Johannes Meiner (1867–1941) ran a photographic studio in Zurich’s Metropol House, working across all genres: portraits, architecture, urban views, advertising. His speciality was stereoscopy — a format whose square constraint, once reframed, fits naturally into the Karo. His plates document Zurich between approximately 1890 and 1920, and are today held at the Baugeschichtliches Archiv der Stadt Zürich, the institution in collaboration with which this selection was assembled by Ylva Meyer.
The lakeside promenade visible in this photograph was a recent construction at the time of the image.
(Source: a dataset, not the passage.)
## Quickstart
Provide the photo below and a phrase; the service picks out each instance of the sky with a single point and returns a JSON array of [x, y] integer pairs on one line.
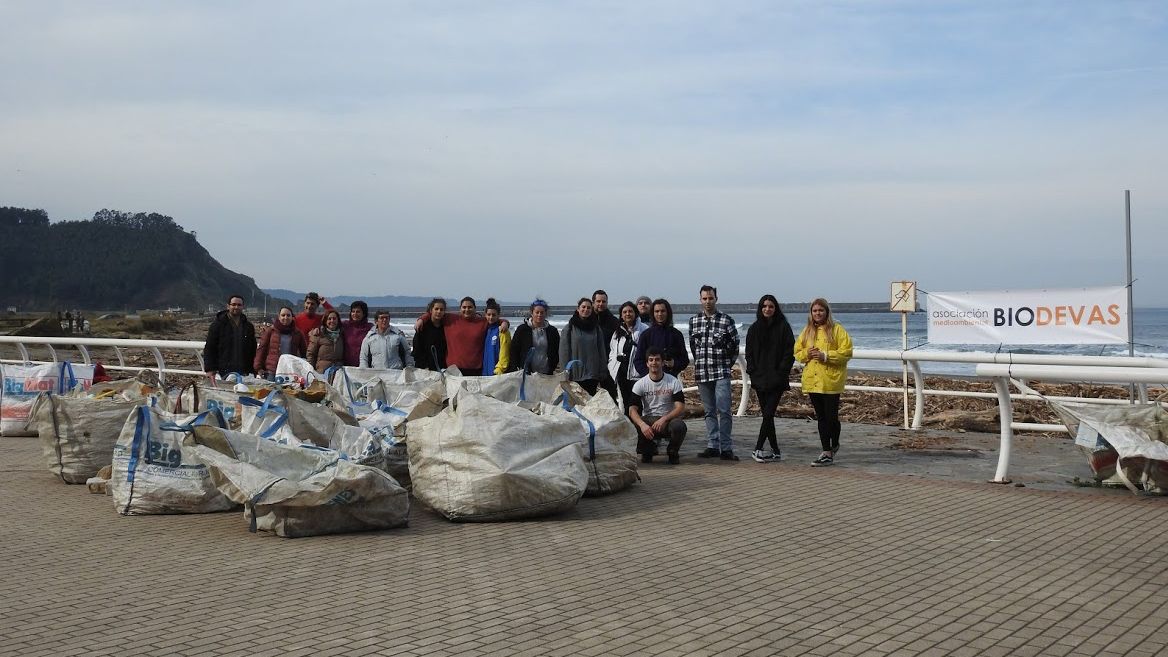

The Zürichsee quai embankments were built following plans by city engineer Arnold Bürkli and opened on 2 July 1887 — transforming what had been an irregular shoreline into a continuous public promenade on both banks. The rocks along the water’s edge in the foreground are part of that landscaping. Across the lake, on the Alpenquai, two buildings define the skyline of the image. The larger, castle-like structure with Gothic turrets and gabled roofline is the Rotes Schloss, a residential building completed in 1893 to designs by architect Heinrich Ernst, marketed to wealthy tenants as a residence in the style of the Loire châteaux. To its right, the dome of the Tonhalle pavilion — built in 1895 by Fellner & Helmer — is clearly visible. Both buildings were less than a decade old when Meiner made this plate.
What Meiner frames is the promenade in use: a pram, children on the rocks at the water’s edge, a figure on a bench, the geometry of the path leading toward the lake. The buildings across the water are the backdrop, not the subject. The stereoscopic composition uses the depth of the water and the distance to the opposite bank to create spatial separation between the foreground life and the city behind it.
The plate
Stereoscopic glass slide. “Zürich, Quaipromenaden”. Selected from the Johannes Meiner holdings at the Baugeschichtliches Archiv der Stadt Zürich. Dated c. 1900–1910. Piezography® Pro print on Awagami Bamboo Washi, 250 g/m² — made by the Awagami Factory in Tokushima, Japan, directed by the Fujimori family for eight generations, within a washi tradition in the Awa region dating to the 7th century. 30 × 30 cm. Edition of 200, Zürich.